The point is that one of the basic properties of messaging encryption is forward secrecy. It's an argument about how messaging is different from backup, package signing, file encryption, distributed logs, file transfer, and secure transports (though some of these really want forward secrecy too), and how PGP advocates back-rationalize not needing forward secrecy so they can defend their weird archaic tool.

[reifyx]

Your argument is that forward secrecy is important in messaging because forward secrecy is important in messaging?

I'm not trying to be argumentative here, I actually don't understand what the reason it's so critical is, nor have I really found any explanations online. For text messaging where you don't really go back to read your old messages, sure, forward secrecy makes sense. Email seems to be a different story where user expectation is different and forward secrecy both precludes many desired features and also doesn't provide significantly more security, other than in very limited circumstances.

Also, I'm not an advocate of PGP at all. If people can use Signal for their usecase, great! They should do that. But Signal's model does not work for everyone's usecases. How do I send a Signal message to security@example.com to report a vulnerability? Is the entire security team supposed to share a mobile phone with Signal on it? What about banks that need to send secure email to each other, but must retain all messages for compliance purposes? (Again, I'm not advocating that PGP should be used in this scenario either, just that there's room for a better solution here, possibly without forward secrecy by default).

[tptacek]

I'm not really sure what you're trying to say.

The premise of cryptographically secure messaging is that you have an adversary recording all your message traffic.

Lack of forward secrecy implies, logically, that if your long-term secret is ever compromised, every message you've ever sent is recoverable from the adversary's archive.

The point of forward secrecy is to break that attack, so that your adversary needs your long-term secret at the time it was used to send a message; having it after the fact doesn't help.

I'm sometimes in the mood to write long posts and comments explaining this stuff, but today, on the bottom of this old thread, if you're trying to make a point about PGP vs. Signal and don't know how forward secrecy works, I'm probably the wrong person to have this conversation with.

[reifyx]

>The premise of cryptographically secure messaging is that you have an adversary recording all your message traffic.

Agreed.

>Lack of forward secrecy implies, logically, that if your long-term secret is ever compromised, every message you've ever sent is recoverable from the adversary's archive.

Also agreed.
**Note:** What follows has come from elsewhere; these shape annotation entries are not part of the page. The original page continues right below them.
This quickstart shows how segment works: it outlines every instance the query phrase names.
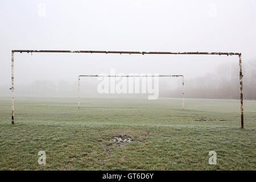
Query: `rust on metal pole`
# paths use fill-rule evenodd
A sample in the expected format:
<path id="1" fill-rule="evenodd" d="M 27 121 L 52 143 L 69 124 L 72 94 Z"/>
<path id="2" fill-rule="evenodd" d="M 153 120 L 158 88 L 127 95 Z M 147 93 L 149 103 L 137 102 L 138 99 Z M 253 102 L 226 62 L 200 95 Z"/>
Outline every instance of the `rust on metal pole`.
<path id="1" fill-rule="evenodd" d="M 11 123 L 14 124 L 14 52 L 11 52 Z"/>
<path id="2" fill-rule="evenodd" d="M 182 109 L 184 109 L 184 76 L 182 76 Z"/>
<path id="3" fill-rule="evenodd" d="M 128 54 L 156 54 L 156 55 L 239 55 L 237 52 L 146 52 L 146 51 L 68 51 L 68 50 L 13 50 L 16 52 L 65 52 L 65 53 L 102 53 Z"/>
<path id="4" fill-rule="evenodd" d="M 241 101 L 241 127 L 243 128 L 243 74 L 242 73 L 242 55 L 239 54 L 239 67 L 240 77 L 240 101 Z"/>
<path id="5" fill-rule="evenodd" d="M 79 76 L 79 88 L 78 88 L 78 92 L 79 92 L 79 101 L 78 101 L 78 104 L 79 104 L 79 109 L 80 107 L 80 76 Z"/>

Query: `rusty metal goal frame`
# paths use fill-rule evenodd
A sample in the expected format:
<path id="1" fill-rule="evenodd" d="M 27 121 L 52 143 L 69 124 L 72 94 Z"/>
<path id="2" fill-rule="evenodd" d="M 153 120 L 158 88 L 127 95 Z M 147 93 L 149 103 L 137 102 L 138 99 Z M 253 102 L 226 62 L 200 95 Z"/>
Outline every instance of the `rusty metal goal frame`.
<path id="1" fill-rule="evenodd" d="M 182 77 L 182 109 L 184 109 L 184 75 L 84 75 L 79 76 L 78 81 L 78 109 L 80 107 L 80 77 Z"/>
<path id="2" fill-rule="evenodd" d="M 144 52 L 144 51 L 67 51 L 67 50 L 12 50 L 11 51 L 11 123 L 14 124 L 14 53 L 15 52 L 52 52 L 52 53 L 119 53 L 119 54 L 153 54 L 153 55 L 236 55 L 239 57 L 239 76 L 240 81 L 241 127 L 243 128 L 243 75 L 242 73 L 242 54 L 238 52 Z"/>

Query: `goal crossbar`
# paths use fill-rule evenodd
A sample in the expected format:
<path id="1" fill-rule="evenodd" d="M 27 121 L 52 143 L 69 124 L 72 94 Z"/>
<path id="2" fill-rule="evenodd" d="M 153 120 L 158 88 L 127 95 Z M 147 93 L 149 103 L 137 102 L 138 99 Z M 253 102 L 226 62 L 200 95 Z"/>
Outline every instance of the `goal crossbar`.
<path id="1" fill-rule="evenodd" d="M 182 109 L 184 109 L 184 75 L 79 75 L 79 83 L 78 83 L 78 92 L 79 92 L 79 101 L 78 101 L 78 109 L 80 108 L 80 77 L 182 77 Z"/>
<path id="2" fill-rule="evenodd" d="M 240 81 L 240 107 L 241 126 L 243 128 L 243 84 L 242 73 L 242 54 L 238 52 L 144 52 L 144 51 L 68 51 L 68 50 L 12 50 L 11 51 L 11 123 L 14 124 L 14 53 L 15 52 L 53 52 L 53 53 L 119 53 L 119 54 L 155 54 L 155 55 L 237 55 L 239 56 L 239 76 Z"/>

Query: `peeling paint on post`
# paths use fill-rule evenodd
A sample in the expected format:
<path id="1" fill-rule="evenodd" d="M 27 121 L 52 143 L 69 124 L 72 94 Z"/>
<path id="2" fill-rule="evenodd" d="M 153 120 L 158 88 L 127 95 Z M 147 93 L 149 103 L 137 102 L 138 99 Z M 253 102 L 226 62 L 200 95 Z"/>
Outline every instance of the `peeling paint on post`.
<path id="1" fill-rule="evenodd" d="M 14 52 L 11 51 L 11 123 L 14 124 Z"/>
<path id="2" fill-rule="evenodd" d="M 184 76 L 182 76 L 182 109 L 184 109 Z"/>
<path id="3" fill-rule="evenodd" d="M 239 67 L 240 69 L 240 100 L 241 100 L 241 127 L 243 128 L 243 75 L 242 73 L 242 55 L 239 54 Z"/>
<path id="4" fill-rule="evenodd" d="M 80 107 L 80 76 L 79 76 L 79 88 L 78 88 L 78 92 L 79 92 L 79 109 Z"/>

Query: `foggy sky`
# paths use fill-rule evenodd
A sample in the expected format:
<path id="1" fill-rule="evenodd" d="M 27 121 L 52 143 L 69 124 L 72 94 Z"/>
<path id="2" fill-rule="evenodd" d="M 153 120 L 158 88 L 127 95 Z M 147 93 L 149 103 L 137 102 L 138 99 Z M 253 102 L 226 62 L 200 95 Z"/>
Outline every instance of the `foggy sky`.
<path id="1" fill-rule="evenodd" d="M 256 57 L 254 0 L 0 0 L 0 86 L 7 89 L 11 49 L 233 52 L 245 62 Z M 111 68 L 189 78 L 238 61 L 237 56 L 15 53 L 14 82 L 76 82 L 79 75 Z"/>

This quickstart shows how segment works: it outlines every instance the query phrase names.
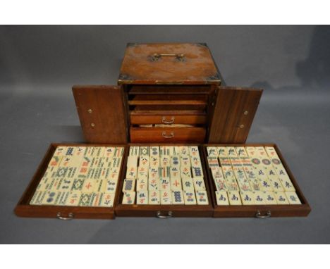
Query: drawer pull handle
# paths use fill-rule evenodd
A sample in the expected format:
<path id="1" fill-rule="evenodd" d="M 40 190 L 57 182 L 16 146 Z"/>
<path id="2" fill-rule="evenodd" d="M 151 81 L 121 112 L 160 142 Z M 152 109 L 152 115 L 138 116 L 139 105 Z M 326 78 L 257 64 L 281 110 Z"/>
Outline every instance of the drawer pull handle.
<path id="1" fill-rule="evenodd" d="M 171 118 L 170 120 L 166 120 L 166 117 L 164 116 L 161 118 L 161 123 L 164 124 L 172 124 L 172 123 L 174 123 L 174 120 L 175 120 L 175 118 L 172 117 Z"/>
<path id="2" fill-rule="evenodd" d="M 157 211 L 156 216 L 159 218 L 172 218 L 172 211 L 169 211 L 167 215 L 161 215 L 161 211 Z"/>
<path id="3" fill-rule="evenodd" d="M 174 132 L 171 132 L 170 134 L 166 134 L 166 132 L 163 132 L 161 133 L 161 135 L 163 136 L 163 137 L 164 138 L 173 138 L 174 137 Z"/>
<path id="4" fill-rule="evenodd" d="M 181 62 L 184 61 L 185 54 L 154 54 L 152 55 L 152 60 L 155 62 L 159 60 L 161 57 L 176 57 L 176 58 Z"/>
<path id="5" fill-rule="evenodd" d="M 268 211 L 266 215 L 262 215 L 260 211 L 258 210 L 255 214 L 255 218 L 268 218 L 271 215 L 271 211 Z"/>
<path id="6" fill-rule="evenodd" d="M 68 216 L 67 217 L 62 217 L 61 216 L 61 212 L 59 212 L 56 215 L 56 218 L 59 219 L 59 220 L 72 220 L 74 217 L 73 215 L 73 213 L 69 213 L 68 214 Z"/>

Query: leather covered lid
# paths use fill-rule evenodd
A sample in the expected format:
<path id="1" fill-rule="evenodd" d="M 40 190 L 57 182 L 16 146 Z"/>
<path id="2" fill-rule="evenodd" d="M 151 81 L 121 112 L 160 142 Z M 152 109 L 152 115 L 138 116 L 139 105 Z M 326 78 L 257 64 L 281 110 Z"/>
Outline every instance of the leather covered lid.
<path id="1" fill-rule="evenodd" d="M 205 43 L 128 43 L 118 84 L 220 84 Z"/>

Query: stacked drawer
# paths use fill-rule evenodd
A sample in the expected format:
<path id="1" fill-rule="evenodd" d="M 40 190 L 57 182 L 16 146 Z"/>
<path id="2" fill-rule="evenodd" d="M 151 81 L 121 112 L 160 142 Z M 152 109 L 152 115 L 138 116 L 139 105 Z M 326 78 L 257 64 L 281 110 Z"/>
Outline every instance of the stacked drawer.
<path id="1" fill-rule="evenodd" d="M 130 142 L 204 142 L 210 87 L 133 86 L 128 91 Z"/>

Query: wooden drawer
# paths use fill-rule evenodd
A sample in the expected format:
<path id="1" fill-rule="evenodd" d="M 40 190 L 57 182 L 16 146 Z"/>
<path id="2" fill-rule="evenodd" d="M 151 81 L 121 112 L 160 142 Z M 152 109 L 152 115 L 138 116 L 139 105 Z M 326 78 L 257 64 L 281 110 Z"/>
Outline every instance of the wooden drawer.
<path id="1" fill-rule="evenodd" d="M 133 143 L 203 143 L 206 130 L 199 127 L 134 127 L 130 129 Z"/>
<path id="2" fill-rule="evenodd" d="M 130 113 L 130 124 L 191 124 L 204 125 L 206 115 L 181 115 L 174 113 Z"/>
<path id="3" fill-rule="evenodd" d="M 130 144 L 128 145 L 126 154 L 125 158 L 125 165 L 123 167 L 122 177 L 121 182 L 118 184 L 118 189 L 121 192 L 117 199 L 118 204 L 115 207 L 116 215 L 121 217 L 157 217 L 159 218 L 169 218 L 171 217 L 212 217 L 213 214 L 213 207 L 211 200 L 211 194 L 208 181 L 207 180 L 207 174 L 204 166 L 204 156 L 202 152 L 202 149 L 199 147 L 200 156 L 202 162 L 202 168 L 203 170 L 204 180 L 206 187 L 206 192 L 208 196 L 208 205 L 138 205 L 138 204 L 123 204 L 123 180 L 127 170 L 127 159 L 129 154 L 130 146 L 198 146 L 197 144 Z"/>
<path id="4" fill-rule="evenodd" d="M 215 218 L 237 218 L 237 217 L 256 217 L 265 218 L 269 217 L 304 217 L 307 216 L 311 208 L 306 199 L 305 198 L 300 188 L 293 177 L 290 168 L 286 163 L 278 146 L 275 144 L 205 144 L 203 146 L 203 154 L 204 159 L 207 160 L 207 146 L 272 146 L 275 149 L 280 159 L 280 163 L 284 167 L 290 180 L 291 181 L 295 193 L 298 196 L 301 204 L 274 204 L 274 205 L 242 205 L 242 206 L 219 206 L 216 203 L 215 191 L 216 190 L 214 181 L 212 177 L 211 169 L 207 161 L 205 162 L 206 170 L 207 170 L 209 185 L 210 187 L 211 196 L 213 201 L 214 211 L 213 216 Z M 261 157 L 260 157 L 261 158 Z M 277 158 L 276 158 L 277 159 Z M 271 159 L 271 161 L 275 160 Z M 262 161 L 262 163 L 264 160 Z"/>
<path id="5" fill-rule="evenodd" d="M 25 192 L 18 201 L 15 208 L 15 213 L 20 217 L 27 218 L 57 218 L 62 220 L 72 218 L 99 218 L 99 219 L 113 219 L 115 218 L 114 207 L 116 204 L 116 199 L 118 196 L 118 188 L 114 193 L 114 201 L 113 207 L 101 207 L 101 206 L 49 206 L 49 205 L 31 205 L 30 201 L 37 189 L 37 187 L 44 176 L 44 174 L 47 168 L 49 161 L 51 159 L 53 154 L 57 146 L 120 146 L 124 149 L 123 160 L 121 165 L 121 168 L 124 163 L 125 151 L 126 145 L 118 144 L 51 144 L 46 154 L 40 163 L 37 171 Z M 121 178 L 121 175 L 119 175 Z M 118 186 L 118 184 L 117 184 Z"/>

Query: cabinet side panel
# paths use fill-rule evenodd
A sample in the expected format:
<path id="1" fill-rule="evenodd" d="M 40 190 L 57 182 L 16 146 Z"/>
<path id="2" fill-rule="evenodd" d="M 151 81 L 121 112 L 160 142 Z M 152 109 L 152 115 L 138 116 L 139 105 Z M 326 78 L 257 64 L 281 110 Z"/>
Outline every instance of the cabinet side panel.
<path id="1" fill-rule="evenodd" d="M 120 87 L 74 86 L 72 89 L 87 142 L 127 142 L 127 117 Z"/>
<path id="2" fill-rule="evenodd" d="M 209 143 L 244 143 L 262 94 L 262 89 L 219 87 Z"/>

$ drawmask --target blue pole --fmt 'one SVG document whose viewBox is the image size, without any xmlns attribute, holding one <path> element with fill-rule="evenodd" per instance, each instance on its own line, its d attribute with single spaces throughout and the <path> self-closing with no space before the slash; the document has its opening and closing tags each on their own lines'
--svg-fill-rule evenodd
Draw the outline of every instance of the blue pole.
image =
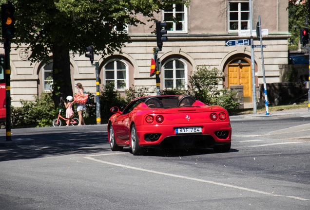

I am trying to say that this only gives you better security for messages that you have deleted on your device, because if you haven't, regardless of whether your protocol is forward-secret or not, the adversary that has the power to compromise your device will get access to the message the plaintext of which is on the device, even if the keys aren't. Thus, the scope is significantly limited, unless you have a policy to regularly delete old messages on your device, and most people do not want this for email.

I can assure you I understand the cryptographic properties of forward secrecy. I don't understand your claim that it is a strict requirement for every secure messaging system, including an email-like usecase.

>I'm sometimes in the mood to write long posts and comments explaining this stuff, but today, on the bottom of this old thread, if you're trying to make a point about PGP vs. Signal...

I already said several times I don't care about PGP. I feel like you're not really reading or responding to any of my arguments about why forward secrecy doesn't really help you much in most users' threat models or why it precludes various desirable features (of course, I could be wrong here, which is what I'm asking about). Thanks for your time anyway.